Yes. If those big boys lose too much money in short sell positions, IB should margin call them and close all their positions.
The fact that robinhood needed to raise billions of dollars highlights the operational problems (vs the risk problems) the gme trading action caused.
Those short sellers may not have enough money to close their positions. As a result, IB needs to pay with IB money. I am just worried of its probability
Think of it as a margin call on the brokerage firm, not the individuals. The clearing requirements for Robinhood brokerage for settling up the last two days of customer trades depend on the net stock trades and the stock volatility, so you can see how if your customers buy a ton of GME, your normal brokerage capital won’t be enough. also, IB has tons of extra capital. They’re just being cautious and annoying.

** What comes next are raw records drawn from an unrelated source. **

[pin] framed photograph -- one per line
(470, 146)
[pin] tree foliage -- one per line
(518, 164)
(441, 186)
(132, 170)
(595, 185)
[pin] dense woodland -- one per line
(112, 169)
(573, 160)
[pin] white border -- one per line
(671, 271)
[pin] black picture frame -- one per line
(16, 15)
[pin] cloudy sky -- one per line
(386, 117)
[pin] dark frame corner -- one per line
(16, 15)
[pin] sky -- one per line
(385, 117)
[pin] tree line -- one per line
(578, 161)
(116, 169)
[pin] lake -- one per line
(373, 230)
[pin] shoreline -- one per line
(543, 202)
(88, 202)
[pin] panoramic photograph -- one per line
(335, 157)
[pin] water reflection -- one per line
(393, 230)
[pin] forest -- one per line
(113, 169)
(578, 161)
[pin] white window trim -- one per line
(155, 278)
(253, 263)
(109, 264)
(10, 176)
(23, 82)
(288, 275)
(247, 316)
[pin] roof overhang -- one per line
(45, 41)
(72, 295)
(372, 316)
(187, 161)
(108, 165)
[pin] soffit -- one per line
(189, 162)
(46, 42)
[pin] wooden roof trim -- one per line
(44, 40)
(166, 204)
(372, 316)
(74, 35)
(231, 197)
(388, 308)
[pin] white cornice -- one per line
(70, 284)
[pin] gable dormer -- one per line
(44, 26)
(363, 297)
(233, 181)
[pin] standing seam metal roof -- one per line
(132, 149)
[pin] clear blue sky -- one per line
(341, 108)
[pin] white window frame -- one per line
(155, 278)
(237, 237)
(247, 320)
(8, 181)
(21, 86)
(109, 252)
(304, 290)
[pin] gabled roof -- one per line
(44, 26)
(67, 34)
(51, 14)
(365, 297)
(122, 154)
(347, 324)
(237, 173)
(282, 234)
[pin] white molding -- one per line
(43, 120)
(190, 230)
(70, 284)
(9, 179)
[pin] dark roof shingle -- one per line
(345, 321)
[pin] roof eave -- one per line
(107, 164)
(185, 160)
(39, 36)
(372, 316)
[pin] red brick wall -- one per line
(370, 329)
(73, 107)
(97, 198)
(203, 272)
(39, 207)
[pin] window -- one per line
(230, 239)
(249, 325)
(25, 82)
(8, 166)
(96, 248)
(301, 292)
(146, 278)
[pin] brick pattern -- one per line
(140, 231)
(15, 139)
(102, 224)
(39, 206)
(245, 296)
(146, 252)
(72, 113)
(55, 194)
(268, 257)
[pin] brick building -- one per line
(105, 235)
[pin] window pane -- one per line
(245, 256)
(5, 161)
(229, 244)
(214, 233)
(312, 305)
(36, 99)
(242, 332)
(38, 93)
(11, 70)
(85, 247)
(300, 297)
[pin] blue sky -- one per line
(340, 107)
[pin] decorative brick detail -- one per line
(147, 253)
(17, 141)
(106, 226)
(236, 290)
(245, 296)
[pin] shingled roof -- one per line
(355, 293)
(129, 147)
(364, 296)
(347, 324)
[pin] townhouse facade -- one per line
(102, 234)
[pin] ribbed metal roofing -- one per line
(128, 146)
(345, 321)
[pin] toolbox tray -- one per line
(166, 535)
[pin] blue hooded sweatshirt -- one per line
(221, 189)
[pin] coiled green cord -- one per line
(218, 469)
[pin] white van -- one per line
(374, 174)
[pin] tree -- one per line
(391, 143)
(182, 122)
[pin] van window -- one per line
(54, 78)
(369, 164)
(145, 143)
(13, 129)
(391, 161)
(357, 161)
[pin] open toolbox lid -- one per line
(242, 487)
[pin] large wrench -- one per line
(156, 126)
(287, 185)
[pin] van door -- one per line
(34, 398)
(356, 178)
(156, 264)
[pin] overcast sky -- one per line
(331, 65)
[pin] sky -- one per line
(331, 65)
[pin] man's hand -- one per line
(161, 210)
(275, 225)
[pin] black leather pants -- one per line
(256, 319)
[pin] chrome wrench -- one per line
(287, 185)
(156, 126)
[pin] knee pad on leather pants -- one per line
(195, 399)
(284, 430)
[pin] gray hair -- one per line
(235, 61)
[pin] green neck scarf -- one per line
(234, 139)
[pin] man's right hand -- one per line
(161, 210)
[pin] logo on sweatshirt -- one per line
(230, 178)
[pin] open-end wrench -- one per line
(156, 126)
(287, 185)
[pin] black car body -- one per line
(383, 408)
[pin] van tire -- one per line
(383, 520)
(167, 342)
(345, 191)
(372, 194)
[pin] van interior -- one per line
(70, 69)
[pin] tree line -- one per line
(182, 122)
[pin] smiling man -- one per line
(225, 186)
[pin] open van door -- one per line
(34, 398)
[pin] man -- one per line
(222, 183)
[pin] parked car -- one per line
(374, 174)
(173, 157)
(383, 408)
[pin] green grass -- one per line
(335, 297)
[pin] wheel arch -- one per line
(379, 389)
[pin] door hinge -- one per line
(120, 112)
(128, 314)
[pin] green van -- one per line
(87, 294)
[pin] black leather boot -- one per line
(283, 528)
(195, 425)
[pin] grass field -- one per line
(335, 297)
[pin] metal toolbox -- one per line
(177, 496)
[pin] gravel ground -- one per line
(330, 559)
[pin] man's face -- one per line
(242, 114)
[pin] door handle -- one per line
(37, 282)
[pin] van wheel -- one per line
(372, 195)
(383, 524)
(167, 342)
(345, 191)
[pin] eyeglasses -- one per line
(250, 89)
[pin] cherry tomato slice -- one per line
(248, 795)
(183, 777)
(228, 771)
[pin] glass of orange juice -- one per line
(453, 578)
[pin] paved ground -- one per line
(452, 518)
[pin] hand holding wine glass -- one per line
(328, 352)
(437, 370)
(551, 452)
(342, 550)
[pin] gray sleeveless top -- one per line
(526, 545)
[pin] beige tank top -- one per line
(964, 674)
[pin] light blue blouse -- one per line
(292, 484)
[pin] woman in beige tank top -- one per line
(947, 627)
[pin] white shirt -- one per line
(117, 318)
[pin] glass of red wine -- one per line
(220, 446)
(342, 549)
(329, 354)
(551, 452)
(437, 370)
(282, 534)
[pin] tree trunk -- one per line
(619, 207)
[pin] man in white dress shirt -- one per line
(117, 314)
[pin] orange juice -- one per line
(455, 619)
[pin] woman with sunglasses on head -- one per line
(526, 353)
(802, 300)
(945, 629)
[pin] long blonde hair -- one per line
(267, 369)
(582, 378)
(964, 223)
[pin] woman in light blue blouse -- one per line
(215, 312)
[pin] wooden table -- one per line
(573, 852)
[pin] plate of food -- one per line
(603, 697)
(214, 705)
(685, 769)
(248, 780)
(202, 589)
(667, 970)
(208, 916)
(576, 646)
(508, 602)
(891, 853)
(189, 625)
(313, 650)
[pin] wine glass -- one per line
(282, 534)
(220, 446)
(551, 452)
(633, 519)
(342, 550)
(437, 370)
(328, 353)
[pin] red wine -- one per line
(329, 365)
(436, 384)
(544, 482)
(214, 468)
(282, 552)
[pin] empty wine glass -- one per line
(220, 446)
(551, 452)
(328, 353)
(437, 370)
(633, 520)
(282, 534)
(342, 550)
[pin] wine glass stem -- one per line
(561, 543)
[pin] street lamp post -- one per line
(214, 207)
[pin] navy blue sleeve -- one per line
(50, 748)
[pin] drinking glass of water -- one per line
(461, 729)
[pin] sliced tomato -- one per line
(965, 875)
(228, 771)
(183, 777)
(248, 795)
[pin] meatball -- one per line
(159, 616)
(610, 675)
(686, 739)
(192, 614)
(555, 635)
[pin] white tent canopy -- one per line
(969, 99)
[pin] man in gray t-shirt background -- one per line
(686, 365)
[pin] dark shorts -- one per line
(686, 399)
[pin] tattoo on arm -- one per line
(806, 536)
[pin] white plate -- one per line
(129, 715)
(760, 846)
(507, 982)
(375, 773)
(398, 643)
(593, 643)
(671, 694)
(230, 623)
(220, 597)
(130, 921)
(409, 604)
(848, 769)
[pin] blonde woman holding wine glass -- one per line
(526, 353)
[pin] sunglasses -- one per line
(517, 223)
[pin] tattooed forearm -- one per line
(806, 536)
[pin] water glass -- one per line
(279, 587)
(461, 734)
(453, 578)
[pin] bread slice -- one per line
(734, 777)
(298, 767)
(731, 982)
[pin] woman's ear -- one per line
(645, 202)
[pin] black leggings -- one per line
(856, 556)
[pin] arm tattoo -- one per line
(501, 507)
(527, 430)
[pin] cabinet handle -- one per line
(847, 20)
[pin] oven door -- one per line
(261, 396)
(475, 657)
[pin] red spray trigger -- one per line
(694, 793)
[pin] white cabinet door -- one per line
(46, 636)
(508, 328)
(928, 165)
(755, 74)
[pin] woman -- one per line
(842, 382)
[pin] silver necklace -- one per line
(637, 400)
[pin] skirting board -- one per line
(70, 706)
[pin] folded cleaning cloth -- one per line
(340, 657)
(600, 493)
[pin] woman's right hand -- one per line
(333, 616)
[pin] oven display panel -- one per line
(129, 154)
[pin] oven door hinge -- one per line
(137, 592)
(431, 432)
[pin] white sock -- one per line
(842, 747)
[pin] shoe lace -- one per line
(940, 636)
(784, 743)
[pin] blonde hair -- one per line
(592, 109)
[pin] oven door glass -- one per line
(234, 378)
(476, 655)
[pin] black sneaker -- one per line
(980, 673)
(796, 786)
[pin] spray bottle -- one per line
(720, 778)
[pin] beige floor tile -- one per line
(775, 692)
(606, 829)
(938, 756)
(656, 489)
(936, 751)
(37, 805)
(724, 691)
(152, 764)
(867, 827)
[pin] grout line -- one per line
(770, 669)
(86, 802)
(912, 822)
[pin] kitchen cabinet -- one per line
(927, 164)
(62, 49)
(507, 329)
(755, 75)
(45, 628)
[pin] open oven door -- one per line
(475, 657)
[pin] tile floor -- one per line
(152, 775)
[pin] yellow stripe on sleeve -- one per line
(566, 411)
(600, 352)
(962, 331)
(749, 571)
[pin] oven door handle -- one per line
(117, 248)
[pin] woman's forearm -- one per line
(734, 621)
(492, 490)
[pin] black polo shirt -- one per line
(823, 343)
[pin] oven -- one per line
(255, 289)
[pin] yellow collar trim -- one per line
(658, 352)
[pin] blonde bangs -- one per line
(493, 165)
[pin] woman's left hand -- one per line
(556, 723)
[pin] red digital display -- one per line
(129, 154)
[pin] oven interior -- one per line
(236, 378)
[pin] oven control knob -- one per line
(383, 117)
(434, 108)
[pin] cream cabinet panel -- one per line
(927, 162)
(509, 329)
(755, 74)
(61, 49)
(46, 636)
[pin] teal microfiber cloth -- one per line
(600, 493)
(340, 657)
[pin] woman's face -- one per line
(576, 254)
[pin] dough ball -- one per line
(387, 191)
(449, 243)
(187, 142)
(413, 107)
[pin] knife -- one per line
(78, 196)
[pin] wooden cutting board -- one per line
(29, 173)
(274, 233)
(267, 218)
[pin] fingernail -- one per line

They would’ve already closed such positions as soon as there was margin risk. IB doesn’t have any problems instantly buying back shares for someone who shorted them. They even increased margin requirements to make sure that IB itself is protected. They also restricted trading in those stocks to protect themselves and therefore the customers, so there is zero risk for IB. That’s also the reason they’re bringing attention to the issue, explaining that volatile instruments are risky, while IB is always proactive and obsessed with managing risk. And btw, they do have a right to halt trading in securities since IB customers agree to this when opening an account. This also affects me negatively, but there are too many benefits of staying with IB, including their risk management. Though I may open an additional account with a different broker in the future, just to have more choices at times like this.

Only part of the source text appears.